The only major change is the “F” range now being between a 50-59. Students who have missing work or underperformed work, may not receive lower than a 50% grade. As pointed out by our principal Mrs. Hetzler-Nettles, the “F” range being 50% is so large compared to the other A, B, C, & D categories all ranging in 10%. As brilliantly put by Mrs. Nettles, “making the percentage amount in the categories more equal will help students stay on track, and move the focus away from failure.” Students should not be afraid to fail and instead should drive their attention to learning the material. However, students that do lack in effort will still receive an “F” grade, but not being lower than a 50% gives a student more of a chance to recover if they so wish. A zero in the grade book has the power to drop letter grades drastically. It all comes down to how a student does over time, and how many opportunities are given for student recovery.
Receiving an F is discouraging. Fear of not being strong enough to take that hit to your grade and recover where you want to be can prevent a student from trying. “I think lessening the range of an F sends the message that every day, as a student, you are on the fringe of your capabilities. Failing at something is how we all learn”, stated Mrs. Nettles. Fear of failure is a national issue that our school has gone above and beyond to tinker with for the benefit of the student body. It’s the process behind the problem-solving that will progress our school to great capability. Mrs. Nettles also added that “This is about learning the material and mastering content. Students should focus on themselves and their own learning, and the grades should reflect what they have learned.”

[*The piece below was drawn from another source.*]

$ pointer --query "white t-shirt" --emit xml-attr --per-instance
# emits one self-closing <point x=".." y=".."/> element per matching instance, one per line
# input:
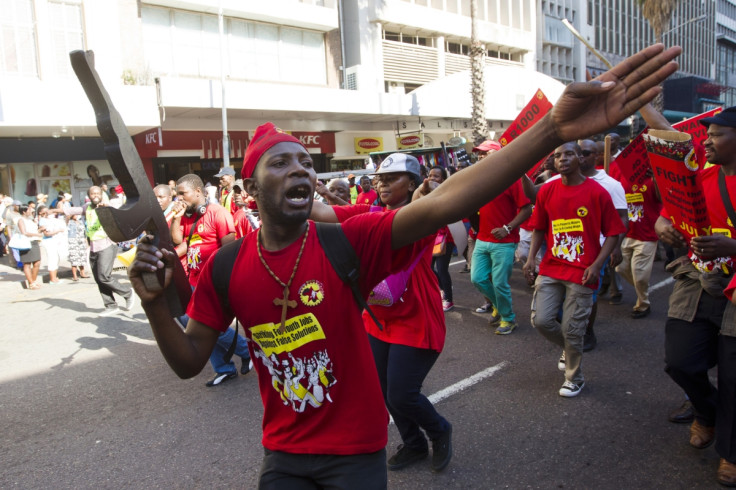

When speaking with Ms. Melsheimer, one of our assistant principals, she made it very clear, “this is all the beauty of a new school. To be able to edit and revise how we can tackle issues that come to our attention.” Cypress Creek Middle High School is lucky enough to have an admirable staff that takes risks. Pasco County School District encourages the trying of new things, Cypress Creek has done just that by thinking outside the box and doing what they can to motivate students to reach their full potential.